Yale Centre for British Art have a painting by Constable titled Hadleigh Castle, The Mouth of the Thames - Morning after a Stormy Night which completed in 1829 and exhibited at the Royal Academy that same year. This work was considered one of his most monumental works by art historians Tammis Groft and Mary Mackay, through its depiction of Hadleigh Castle as a "decaying man-made structure succumbing to the elemental power of nature". The curatorial comments on Yale's website offer a more analytical and contextual understanding of this painting. They wrote the following:
The foreground vantage point is elevated and offers no convenient path into the difficult topography that descends toward the river flats to the right. The ruined castle clings to a rocky escarpment that winds into the distance and separates shepherd and cowherd and, presumably, their flock and herd. On the right, the Thames estuary opens out to the east, creating an immense, flat, gleaming distance beneath lowering clouds and theatrical slanting rays of morning sunlight. It is a landscape of revelation, not of domesticity.

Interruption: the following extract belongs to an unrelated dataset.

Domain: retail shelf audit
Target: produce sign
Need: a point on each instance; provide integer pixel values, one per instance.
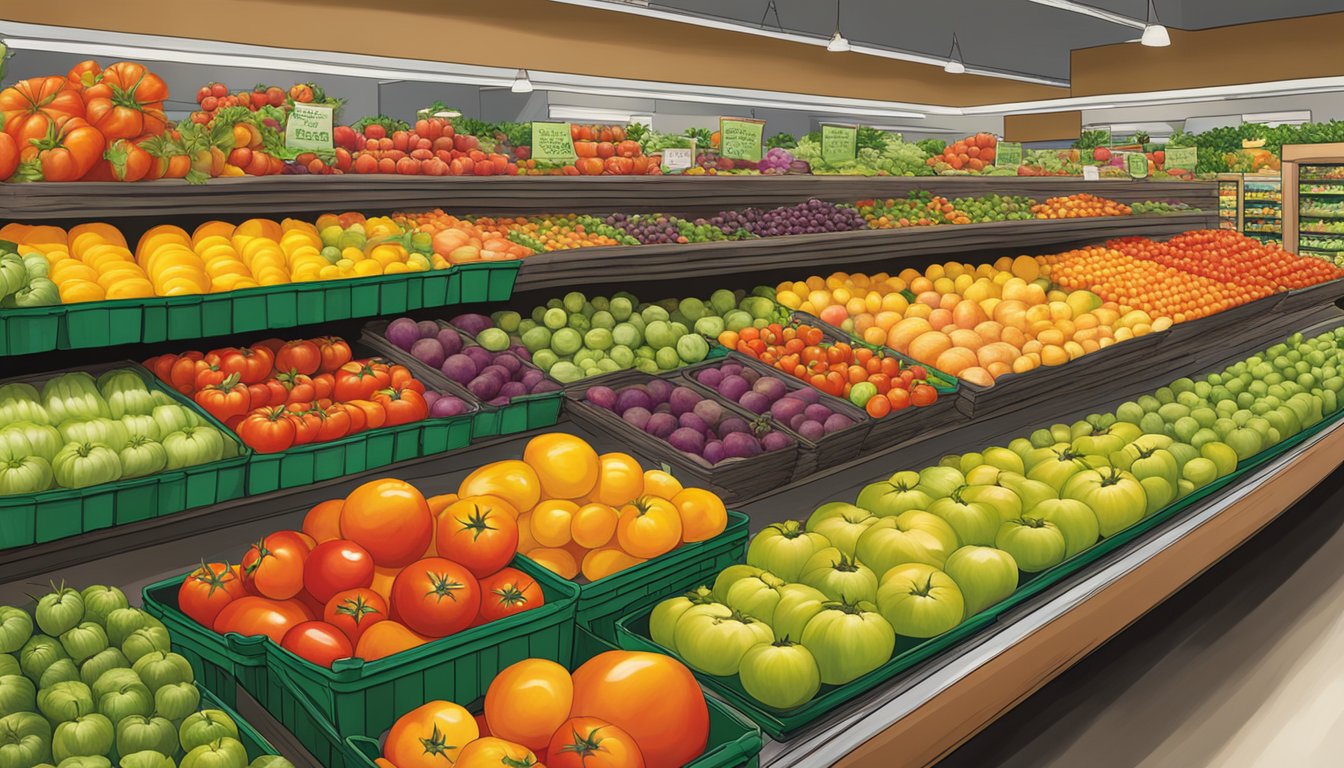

FDB's landscape is in a similar way also elevated in the foreground before travelling down towards the right, where boats with their masts can be seen dotting the skyline in the far distance. The presence of boats is strikingly similar between both pantings, but there will be further elaboration on this shortly. There is also no path visible, just a drop to sea level from the cliffs where a few people can be seen regarding the view. These two aspects alone provide evidence that FDB was most likely influenced by other landscape artists of his time who were part of the same movement. John Constable was elected to full membership at the Royal Academy in February 1829, but Sir Thomas Lawrence, the President, told Constable that he should consider himself lucky to have been elected to the Academy since he was competing against several talented history painters. By the time Constable exhibited his 6-foot landscape in November, it would have left a strong impression on FDB who would have been around 16 years old at the time. Being conventionally picturesque and heroic, it would have served as a real counterpoint to history paintings that prevailed at that time. Having completed his painting just after the death of his life partner Maria, he remained depressed for the rest of his life referring to himself as a ruin of a man. It has been suggested that all of his boats were pointed downstream as if they were returning to sea, an allusion to the ancient Christian metaphor of death. This level of subtext is not exactly applicable to FDB's work of art seeing as it is inspired to the point of almost being derivative.